We live in an era of trial by social media and while it was actually the old-fashioned printed press that has been whipping up moral outrage over generic prices, the DoH should surely not be allowing journalistic hysteria to drive policy. The UK benefits from an active generics industry that provides very cheap medicines, as well as from the investments in R&D made by big pharma.

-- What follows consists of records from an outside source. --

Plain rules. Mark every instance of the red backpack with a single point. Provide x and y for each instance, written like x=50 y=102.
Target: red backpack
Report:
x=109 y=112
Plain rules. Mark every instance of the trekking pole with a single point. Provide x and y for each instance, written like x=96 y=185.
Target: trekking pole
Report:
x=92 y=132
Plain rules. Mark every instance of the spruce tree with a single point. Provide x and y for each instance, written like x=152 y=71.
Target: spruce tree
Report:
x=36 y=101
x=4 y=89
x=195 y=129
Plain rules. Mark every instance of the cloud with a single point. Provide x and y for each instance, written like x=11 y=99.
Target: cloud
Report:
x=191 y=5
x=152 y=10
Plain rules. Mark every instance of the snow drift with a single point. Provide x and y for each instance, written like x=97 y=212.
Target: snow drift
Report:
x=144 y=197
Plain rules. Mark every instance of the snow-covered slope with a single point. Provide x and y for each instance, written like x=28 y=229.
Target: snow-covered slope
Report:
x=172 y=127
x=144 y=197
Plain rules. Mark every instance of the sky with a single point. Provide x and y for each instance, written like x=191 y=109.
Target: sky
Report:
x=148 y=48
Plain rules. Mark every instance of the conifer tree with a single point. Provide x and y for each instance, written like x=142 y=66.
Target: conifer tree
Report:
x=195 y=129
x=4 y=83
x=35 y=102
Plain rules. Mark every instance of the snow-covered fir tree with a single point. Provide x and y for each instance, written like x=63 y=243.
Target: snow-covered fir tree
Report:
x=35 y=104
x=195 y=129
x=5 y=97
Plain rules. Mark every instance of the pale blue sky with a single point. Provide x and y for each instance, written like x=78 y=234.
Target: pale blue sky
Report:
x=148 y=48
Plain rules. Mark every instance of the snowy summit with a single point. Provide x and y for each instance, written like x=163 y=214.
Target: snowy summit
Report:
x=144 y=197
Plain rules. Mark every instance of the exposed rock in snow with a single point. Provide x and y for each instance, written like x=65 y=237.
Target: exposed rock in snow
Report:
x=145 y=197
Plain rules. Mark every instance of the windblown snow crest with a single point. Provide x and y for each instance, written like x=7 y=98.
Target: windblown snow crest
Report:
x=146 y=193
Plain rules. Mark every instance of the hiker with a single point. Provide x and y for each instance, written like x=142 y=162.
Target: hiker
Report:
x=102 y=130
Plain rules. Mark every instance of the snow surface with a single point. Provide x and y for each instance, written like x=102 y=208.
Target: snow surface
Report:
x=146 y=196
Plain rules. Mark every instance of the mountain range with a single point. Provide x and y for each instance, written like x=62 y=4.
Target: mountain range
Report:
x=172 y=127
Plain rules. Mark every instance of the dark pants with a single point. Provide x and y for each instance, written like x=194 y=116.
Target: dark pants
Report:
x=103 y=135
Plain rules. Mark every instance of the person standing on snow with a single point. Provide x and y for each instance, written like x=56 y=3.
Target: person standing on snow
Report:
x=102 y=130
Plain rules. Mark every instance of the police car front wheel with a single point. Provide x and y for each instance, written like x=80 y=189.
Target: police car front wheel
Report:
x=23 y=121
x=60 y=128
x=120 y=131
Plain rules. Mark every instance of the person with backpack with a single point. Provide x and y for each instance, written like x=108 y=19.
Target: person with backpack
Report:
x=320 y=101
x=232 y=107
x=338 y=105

Neither of these is going to be sustainable in the longer term in an environment where companies have no idea what is or is not acceptable pricing behaviour. Flynn and Pfizer did not break any laws and the current price of phenytoin 100mg capsules is, as we have already noted, not unreasonable in absolute terms. Therefore, either the DoH should change the law to make large price increases illegal – while being mindful of the unintended consequences that this might have on the price of the cheaper drugs that actually make up the vast majority of NHS spending – or it should accept that prices will sometimes rise and then sit down with the industry and come to an agreement about what the acceptable limits of this are. The latter would clearly appear to be the more sensible option, but common sense has unfortunately been sadly lacking to date. Legislation set to pass through parliament in the first half of this year will give the DoH the power to directly regulate generic prices on a case-by-case basis, but this is likely to create far more problems than it solves and will hardly provide the needed clarity. In our view, if the government is incapable of drawing a line between fair and unfair price increases (to use its own terminology) then the generics industry should create its own code of conduct and implement it unilaterally. In this playground scrap, somebody needs to act the grown-up.